Archie blinked a few times at his bleary reflection and opened the door. Henry and Claire stood outside the bathroom.

“What do we have?” Archie asked.

Claire checked her notebook. “He registered the boat that burned down five years ago. Before that, he had another boat registered, a 1950 Chris-Craft Catalina. That registration lapsed eight months after he registered the new boat. But if he’d sold it locally, it would have been registered by someone else. And it hasn’t been.”

“So maybe he sold it to someone across the river,” Archie said.

“Maybe,” Claire agreed. “But according to the nice lady at the OSMB, until they clarified the rules in 2002, you didn’t have to keep current registration on a boat that wasn’t ‘in the water,’ which is to say, if you had a boat moored at a marina but weren’t actually taking it out, you could save having to pay the state fifteen bucks a year.”

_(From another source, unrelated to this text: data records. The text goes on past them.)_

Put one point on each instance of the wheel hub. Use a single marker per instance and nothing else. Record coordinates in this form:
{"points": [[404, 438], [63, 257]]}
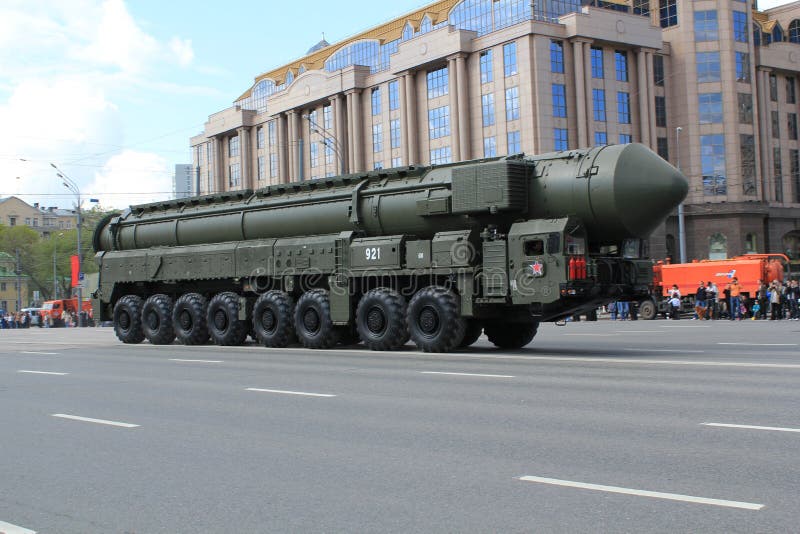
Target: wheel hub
{"points": [[220, 320], [311, 320], [429, 320], [376, 320]]}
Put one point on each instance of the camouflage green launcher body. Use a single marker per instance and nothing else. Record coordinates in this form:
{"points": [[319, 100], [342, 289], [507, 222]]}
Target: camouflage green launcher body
{"points": [[538, 237]]}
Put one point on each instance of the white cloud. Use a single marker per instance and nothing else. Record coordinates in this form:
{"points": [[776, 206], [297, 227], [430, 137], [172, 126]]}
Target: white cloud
{"points": [[132, 177]]}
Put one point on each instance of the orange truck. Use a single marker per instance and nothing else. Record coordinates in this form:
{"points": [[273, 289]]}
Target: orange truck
{"points": [[749, 269], [53, 310]]}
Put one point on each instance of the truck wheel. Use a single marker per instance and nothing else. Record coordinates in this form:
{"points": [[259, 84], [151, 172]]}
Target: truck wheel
{"points": [[157, 320], [224, 325], [312, 321], [647, 310], [433, 320], [128, 319], [472, 333], [511, 335], [273, 323], [381, 319], [189, 319]]}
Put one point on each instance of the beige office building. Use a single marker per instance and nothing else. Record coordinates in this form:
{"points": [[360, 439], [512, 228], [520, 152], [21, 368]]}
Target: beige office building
{"points": [[710, 85]]}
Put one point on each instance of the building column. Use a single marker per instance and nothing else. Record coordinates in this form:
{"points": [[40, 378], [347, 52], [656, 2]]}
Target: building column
{"points": [[219, 164], [283, 142], [455, 131], [644, 115], [409, 79], [762, 112], [463, 107], [580, 93]]}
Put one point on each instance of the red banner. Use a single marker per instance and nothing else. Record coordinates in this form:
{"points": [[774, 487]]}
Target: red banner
{"points": [[75, 267]]}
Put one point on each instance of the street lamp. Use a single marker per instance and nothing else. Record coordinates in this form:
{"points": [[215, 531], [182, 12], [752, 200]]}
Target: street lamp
{"points": [[328, 139], [681, 222]]}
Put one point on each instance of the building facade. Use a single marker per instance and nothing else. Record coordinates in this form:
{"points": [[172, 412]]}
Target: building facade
{"points": [[711, 85], [16, 212]]}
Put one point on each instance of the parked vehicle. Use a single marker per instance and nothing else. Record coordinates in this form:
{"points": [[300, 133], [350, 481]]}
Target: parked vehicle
{"points": [[438, 254]]}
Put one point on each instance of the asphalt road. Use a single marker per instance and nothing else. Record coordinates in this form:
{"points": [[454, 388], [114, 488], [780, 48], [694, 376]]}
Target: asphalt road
{"points": [[595, 427]]}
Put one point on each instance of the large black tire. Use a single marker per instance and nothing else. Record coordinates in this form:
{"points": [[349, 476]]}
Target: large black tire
{"points": [[189, 319], [157, 320], [128, 319], [273, 319], [312, 321], [647, 310], [511, 335], [381, 319], [224, 325], [472, 333], [433, 320]]}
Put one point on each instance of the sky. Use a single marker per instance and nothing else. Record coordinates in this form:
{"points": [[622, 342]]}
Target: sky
{"points": [[110, 91]]}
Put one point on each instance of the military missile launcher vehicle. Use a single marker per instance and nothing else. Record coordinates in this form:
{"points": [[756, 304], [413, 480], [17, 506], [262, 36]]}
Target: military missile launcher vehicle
{"points": [[437, 254]]}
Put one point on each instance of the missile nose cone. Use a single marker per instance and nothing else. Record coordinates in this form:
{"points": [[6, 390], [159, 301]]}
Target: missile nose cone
{"points": [[645, 190]]}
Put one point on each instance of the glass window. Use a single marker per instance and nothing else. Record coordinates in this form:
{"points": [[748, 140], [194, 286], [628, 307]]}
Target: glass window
{"points": [[597, 63], [377, 137], [777, 167], [376, 101], [489, 147], [394, 133], [705, 26], [624, 107], [440, 156], [668, 13], [748, 155], [439, 122], [776, 125], [621, 65], [556, 56], [658, 70], [233, 146], [394, 95], [745, 108], [661, 111], [559, 100], [743, 67], [512, 103], [510, 59], [710, 108], [487, 109], [599, 104], [438, 83], [514, 143], [662, 147], [600, 138], [712, 161], [740, 26], [486, 66], [560, 140], [708, 69]]}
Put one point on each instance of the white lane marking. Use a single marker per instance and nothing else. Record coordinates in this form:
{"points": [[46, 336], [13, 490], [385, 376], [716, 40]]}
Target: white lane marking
{"points": [[752, 427], [465, 374], [761, 344], [672, 351], [291, 392], [8, 528], [198, 361], [90, 420], [645, 493]]}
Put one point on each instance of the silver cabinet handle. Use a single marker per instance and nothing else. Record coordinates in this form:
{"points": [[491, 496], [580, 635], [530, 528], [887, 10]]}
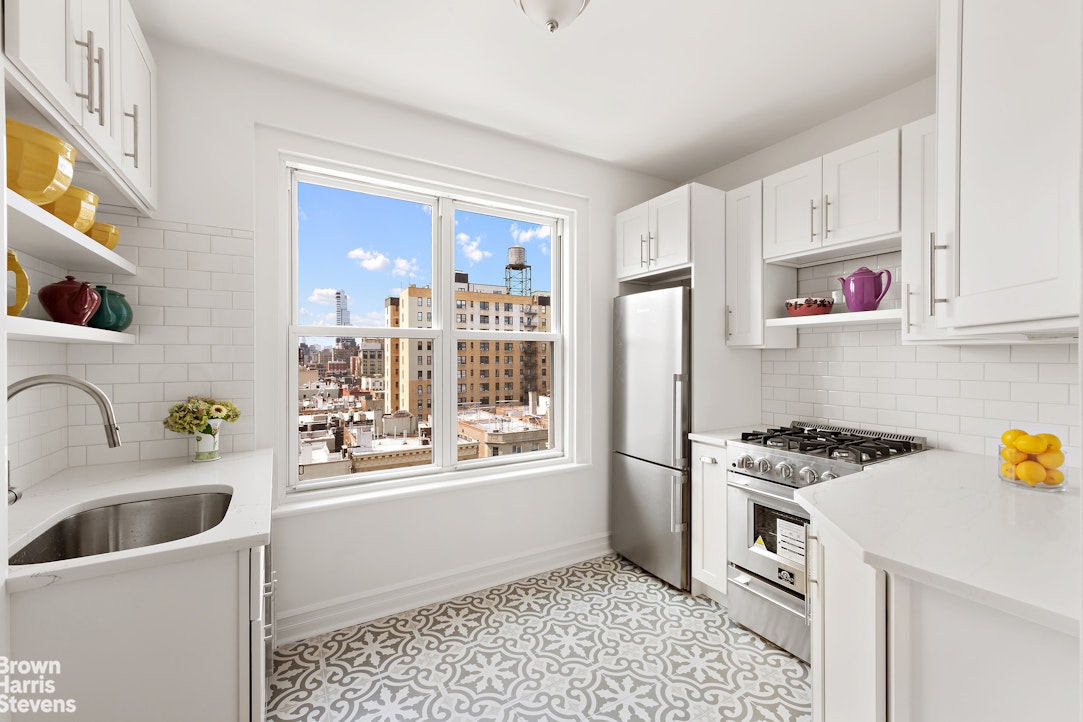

Archie nodded. “The cheap bastard kept the boat.”

Henry crossed and uncrossed his arms. “That’s the one Reston would have used, because it’s the one that McCallum would have been less likely to notice was amiss.”

“‘Amiss’?” Claire said.

“I can’t use a fancy word?” Henry said.

Claire continued: “If we’re right, the boat would be at the same marina, right? I mean, most likely?”

“Let’s go,” Archie said.

Anne had walked up beside Henry. “Be careful. Because if you send in the cavalry and spook him, he’s likely to hurt her and himself.”

“If we’re right and he’s even there and she’s even still alive,” Archie said.

Anne nodded a few times. Behind her, out the window, in the loft across the street, the woman shut off her television set. Nothing on. “I need a diet Coke,” Anne said.

Then there was a sound from behind them, a sort of gasp, and every cop in the room turned to look at the front door. A middle-aged woman stood there. She wore a ridiculous handmade hat and a leopard-skin coat and tall lace-up platform boots. Her hair was a tangle of long blond dreadlocks. Her dark red mouth was open in a sort of surprised grimace.

“Who are you people?” she asked. “And where is my daughter?”